Since 2010, the Library of Congress has been quietly archiving every public tweet. It was run in partnership with the National Library, and Twitter intended to create a growing database of all the things–good and bad–that happened on the platform. As the Library of Congress’s Robert Dizard told Fast Company in 2013:
Our mission is to collect, preserve, and provide access to creative and historical record of America . . . We’re looking at Twitter from a research and scholarship perspective as providing a reflection of everyday life as well as showing the development and impact of significant events. You also have the record and recordings of individuals. Which are also valuable.

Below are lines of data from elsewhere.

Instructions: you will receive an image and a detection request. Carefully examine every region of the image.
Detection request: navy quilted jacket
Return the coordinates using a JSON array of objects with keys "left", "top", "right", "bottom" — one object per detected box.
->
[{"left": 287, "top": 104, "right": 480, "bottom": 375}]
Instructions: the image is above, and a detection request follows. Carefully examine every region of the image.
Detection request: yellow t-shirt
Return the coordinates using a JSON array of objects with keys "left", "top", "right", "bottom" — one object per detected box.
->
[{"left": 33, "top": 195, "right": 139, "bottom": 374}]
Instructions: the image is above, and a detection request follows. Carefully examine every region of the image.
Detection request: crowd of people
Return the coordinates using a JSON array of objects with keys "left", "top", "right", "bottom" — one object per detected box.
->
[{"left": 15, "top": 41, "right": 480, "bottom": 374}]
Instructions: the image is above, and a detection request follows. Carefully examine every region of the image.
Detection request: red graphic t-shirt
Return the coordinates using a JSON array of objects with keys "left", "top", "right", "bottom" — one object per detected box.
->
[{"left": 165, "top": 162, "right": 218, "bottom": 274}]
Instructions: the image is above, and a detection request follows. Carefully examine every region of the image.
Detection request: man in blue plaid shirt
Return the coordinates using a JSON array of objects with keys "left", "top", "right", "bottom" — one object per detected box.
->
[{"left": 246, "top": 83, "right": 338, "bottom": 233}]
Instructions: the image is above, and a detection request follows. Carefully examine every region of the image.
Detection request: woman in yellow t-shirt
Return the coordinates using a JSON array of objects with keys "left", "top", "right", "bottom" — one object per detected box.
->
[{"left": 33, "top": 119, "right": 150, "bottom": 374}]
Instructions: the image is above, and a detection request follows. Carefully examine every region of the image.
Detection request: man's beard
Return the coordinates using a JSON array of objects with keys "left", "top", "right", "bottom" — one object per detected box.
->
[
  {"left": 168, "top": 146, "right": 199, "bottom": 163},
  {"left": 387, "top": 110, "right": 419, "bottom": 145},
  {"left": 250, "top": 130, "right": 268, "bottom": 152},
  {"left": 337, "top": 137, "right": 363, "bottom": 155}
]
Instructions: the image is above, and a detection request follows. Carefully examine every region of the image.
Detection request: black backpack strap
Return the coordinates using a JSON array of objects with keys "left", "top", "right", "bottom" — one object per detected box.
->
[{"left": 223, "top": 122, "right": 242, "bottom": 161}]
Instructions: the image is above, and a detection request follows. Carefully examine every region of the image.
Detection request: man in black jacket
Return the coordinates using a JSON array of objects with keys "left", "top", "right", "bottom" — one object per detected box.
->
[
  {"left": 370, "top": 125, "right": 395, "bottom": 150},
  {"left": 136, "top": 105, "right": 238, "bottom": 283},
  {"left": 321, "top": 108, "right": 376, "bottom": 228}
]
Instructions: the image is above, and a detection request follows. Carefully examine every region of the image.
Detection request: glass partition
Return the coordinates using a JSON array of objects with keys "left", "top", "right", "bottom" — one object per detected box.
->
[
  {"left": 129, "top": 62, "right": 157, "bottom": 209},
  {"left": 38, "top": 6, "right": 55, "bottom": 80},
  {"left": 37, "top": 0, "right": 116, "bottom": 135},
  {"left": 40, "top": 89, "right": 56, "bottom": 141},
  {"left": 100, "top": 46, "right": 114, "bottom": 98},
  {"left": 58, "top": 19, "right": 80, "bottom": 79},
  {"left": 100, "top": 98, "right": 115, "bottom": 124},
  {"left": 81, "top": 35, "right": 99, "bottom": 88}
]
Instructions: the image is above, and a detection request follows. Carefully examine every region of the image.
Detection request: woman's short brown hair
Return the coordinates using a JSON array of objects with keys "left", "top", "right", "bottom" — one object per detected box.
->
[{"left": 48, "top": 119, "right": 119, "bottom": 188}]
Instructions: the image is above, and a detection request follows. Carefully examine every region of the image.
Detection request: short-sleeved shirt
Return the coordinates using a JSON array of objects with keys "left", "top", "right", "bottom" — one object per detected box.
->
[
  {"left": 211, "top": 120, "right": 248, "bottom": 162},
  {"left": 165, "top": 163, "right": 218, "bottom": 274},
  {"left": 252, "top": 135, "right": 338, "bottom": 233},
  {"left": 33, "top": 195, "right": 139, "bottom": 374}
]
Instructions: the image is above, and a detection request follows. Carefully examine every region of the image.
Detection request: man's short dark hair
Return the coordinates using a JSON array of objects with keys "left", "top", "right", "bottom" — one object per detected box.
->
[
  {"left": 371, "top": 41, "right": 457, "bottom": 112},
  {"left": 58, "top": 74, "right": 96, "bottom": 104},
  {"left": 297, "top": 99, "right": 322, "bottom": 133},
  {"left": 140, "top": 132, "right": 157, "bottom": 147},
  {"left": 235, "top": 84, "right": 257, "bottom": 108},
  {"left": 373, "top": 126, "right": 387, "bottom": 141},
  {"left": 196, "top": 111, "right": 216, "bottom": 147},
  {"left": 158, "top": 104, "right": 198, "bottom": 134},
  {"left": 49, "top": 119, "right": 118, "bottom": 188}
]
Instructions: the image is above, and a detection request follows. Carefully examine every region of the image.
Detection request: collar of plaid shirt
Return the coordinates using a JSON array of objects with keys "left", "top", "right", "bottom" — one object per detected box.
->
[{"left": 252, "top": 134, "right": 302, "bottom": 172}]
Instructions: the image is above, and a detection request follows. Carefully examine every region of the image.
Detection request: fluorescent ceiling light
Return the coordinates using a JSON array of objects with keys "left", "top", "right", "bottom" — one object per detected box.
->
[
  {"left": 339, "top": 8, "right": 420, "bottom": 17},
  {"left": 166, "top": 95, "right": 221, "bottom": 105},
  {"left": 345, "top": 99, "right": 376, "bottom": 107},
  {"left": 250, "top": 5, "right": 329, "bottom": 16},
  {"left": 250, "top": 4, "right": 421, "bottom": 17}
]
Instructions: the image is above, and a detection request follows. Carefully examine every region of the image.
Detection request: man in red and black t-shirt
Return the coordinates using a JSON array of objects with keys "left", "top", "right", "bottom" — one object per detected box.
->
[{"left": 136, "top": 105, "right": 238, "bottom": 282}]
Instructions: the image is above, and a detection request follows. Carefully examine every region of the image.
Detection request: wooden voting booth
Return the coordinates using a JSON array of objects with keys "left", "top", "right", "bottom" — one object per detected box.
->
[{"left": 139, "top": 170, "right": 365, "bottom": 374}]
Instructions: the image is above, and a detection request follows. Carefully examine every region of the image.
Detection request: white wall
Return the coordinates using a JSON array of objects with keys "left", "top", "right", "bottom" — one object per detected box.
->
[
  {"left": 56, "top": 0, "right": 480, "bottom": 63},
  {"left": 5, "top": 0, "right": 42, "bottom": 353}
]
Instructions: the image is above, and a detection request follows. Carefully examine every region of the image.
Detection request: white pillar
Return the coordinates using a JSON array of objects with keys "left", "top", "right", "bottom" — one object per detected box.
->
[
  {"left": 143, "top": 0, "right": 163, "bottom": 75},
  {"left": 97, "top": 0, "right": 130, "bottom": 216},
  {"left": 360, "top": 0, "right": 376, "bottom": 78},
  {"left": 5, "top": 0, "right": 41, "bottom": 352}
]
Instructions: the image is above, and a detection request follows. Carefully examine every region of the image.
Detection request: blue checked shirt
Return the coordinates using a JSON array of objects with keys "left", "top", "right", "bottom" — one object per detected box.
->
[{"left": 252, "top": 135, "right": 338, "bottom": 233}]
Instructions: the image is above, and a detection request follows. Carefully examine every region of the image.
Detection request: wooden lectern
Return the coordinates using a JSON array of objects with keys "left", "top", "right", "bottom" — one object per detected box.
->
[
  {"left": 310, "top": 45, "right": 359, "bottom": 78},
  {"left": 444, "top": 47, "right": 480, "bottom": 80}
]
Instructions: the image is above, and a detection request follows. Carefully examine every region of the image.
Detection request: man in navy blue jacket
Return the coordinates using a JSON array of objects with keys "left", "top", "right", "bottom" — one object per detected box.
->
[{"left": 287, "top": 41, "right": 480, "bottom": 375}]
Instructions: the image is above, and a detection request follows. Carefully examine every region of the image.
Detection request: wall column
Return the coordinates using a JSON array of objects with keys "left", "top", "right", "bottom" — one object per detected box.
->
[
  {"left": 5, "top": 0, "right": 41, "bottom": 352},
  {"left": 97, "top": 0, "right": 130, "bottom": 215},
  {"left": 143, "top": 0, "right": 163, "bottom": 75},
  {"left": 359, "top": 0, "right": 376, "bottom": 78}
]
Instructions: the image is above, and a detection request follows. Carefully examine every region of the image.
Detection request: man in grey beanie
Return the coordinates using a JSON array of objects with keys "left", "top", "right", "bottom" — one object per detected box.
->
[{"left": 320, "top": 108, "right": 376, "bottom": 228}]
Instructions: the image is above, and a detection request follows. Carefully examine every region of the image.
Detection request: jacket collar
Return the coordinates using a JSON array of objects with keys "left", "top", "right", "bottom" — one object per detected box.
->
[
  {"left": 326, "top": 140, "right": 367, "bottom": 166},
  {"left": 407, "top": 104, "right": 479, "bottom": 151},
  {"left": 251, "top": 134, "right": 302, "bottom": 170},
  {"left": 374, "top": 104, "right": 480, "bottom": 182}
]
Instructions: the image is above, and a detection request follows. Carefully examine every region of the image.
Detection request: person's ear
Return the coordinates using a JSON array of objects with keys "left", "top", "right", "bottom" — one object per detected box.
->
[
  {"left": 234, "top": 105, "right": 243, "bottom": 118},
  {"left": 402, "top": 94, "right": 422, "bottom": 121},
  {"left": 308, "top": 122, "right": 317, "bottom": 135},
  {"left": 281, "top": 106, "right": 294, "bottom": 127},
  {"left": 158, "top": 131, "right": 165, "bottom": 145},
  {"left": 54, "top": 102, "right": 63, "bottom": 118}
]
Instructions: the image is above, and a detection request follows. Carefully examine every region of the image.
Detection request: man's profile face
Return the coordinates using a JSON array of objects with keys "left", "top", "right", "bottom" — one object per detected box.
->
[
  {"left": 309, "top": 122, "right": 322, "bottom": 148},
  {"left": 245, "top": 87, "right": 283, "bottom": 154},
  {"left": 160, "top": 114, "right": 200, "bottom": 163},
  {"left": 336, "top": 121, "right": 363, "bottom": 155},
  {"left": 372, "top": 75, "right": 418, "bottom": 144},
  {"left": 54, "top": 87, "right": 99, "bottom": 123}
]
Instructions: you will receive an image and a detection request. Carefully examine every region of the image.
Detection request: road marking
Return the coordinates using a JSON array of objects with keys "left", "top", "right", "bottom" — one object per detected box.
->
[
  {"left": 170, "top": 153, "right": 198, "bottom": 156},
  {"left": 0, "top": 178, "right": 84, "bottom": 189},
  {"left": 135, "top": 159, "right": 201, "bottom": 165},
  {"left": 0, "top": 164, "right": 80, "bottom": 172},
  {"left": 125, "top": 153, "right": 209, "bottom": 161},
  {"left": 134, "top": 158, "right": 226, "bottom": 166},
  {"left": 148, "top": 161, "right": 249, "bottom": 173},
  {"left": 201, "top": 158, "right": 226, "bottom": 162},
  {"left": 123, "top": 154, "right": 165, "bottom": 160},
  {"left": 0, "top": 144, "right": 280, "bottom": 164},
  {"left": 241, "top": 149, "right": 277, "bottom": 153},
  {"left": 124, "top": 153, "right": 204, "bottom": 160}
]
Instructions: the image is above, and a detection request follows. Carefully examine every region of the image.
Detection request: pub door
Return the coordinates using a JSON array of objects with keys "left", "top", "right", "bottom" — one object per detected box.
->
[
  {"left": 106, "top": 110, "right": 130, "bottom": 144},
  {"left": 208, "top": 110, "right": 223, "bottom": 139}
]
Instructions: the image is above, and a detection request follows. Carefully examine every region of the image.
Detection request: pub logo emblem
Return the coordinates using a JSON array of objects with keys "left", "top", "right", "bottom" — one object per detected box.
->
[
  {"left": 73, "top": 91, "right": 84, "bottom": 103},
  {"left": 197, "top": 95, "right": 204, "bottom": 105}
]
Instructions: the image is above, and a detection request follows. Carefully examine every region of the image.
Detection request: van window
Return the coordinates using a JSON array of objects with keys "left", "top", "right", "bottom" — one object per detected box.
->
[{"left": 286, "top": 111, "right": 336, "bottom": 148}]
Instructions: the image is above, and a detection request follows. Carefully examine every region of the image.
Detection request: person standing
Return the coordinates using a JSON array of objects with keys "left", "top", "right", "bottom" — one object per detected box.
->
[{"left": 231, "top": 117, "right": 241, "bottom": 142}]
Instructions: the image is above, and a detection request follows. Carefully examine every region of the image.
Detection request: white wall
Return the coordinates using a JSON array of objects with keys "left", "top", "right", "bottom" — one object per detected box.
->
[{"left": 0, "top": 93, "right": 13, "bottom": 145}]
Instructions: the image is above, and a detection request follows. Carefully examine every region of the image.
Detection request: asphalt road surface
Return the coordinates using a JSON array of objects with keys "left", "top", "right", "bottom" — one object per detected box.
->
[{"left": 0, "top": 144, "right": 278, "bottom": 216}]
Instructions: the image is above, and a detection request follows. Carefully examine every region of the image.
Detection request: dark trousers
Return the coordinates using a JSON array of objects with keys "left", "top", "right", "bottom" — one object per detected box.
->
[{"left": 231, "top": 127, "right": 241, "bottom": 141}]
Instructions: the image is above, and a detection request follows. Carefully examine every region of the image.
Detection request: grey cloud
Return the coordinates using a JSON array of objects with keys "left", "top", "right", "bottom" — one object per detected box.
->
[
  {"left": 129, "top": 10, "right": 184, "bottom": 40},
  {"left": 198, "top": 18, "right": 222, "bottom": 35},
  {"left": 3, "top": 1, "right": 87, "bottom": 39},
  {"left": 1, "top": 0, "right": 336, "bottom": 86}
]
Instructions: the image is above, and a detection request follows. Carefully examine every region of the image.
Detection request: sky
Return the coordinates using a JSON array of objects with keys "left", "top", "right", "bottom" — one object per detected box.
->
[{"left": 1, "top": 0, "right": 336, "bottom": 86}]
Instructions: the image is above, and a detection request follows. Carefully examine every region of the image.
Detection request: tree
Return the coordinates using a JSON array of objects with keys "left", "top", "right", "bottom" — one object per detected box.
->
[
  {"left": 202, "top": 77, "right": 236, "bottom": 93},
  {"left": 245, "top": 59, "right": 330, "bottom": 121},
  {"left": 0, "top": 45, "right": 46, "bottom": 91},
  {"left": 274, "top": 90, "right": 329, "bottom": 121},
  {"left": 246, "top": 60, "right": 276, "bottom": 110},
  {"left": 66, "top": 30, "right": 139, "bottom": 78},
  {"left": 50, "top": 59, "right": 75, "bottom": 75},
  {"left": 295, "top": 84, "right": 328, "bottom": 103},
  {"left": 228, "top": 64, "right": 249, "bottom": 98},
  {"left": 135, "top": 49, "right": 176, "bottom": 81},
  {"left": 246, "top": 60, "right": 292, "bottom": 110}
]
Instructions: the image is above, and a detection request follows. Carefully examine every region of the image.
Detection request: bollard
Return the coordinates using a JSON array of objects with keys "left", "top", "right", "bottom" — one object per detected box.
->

Now that’s about the change. Starting on December 31, the Library of Congress will continue to archive tweets, but not every one. It will, instead, collect them on a “very selective basis.” The Library writes, “Generally, the tweets collected and archived will be thematic and event-based, including events such as elections, or themes of ongoing national interest, e.g., public policy.”
From the get-go, the project was a behemoth. The Library of Congress was essentially vacuuming up every tweet, archiving it, and attempting to turn it into a public searchable destination. In 2013, the data already represented hundreds of terabytes. Even back then, creating this archive was an immense task, and as Twitter has grown and changed, it became more and more unfeasible.
According to the U.S.’s oldest federal cultural institution, the decision to not archive every tweet was brought on by the platform’s growing volume. Not only can the Library of Congress not receive images, videos, and links, but tweets themselves are also longer than they used to be, as Twitter recently expanded the limit for tweets from 140 to 280 characters.
The Library described one of the reasons the project is changing as thus: “Twitter is expanding the size of tweets beyond what was originally described at the beginning of effort.”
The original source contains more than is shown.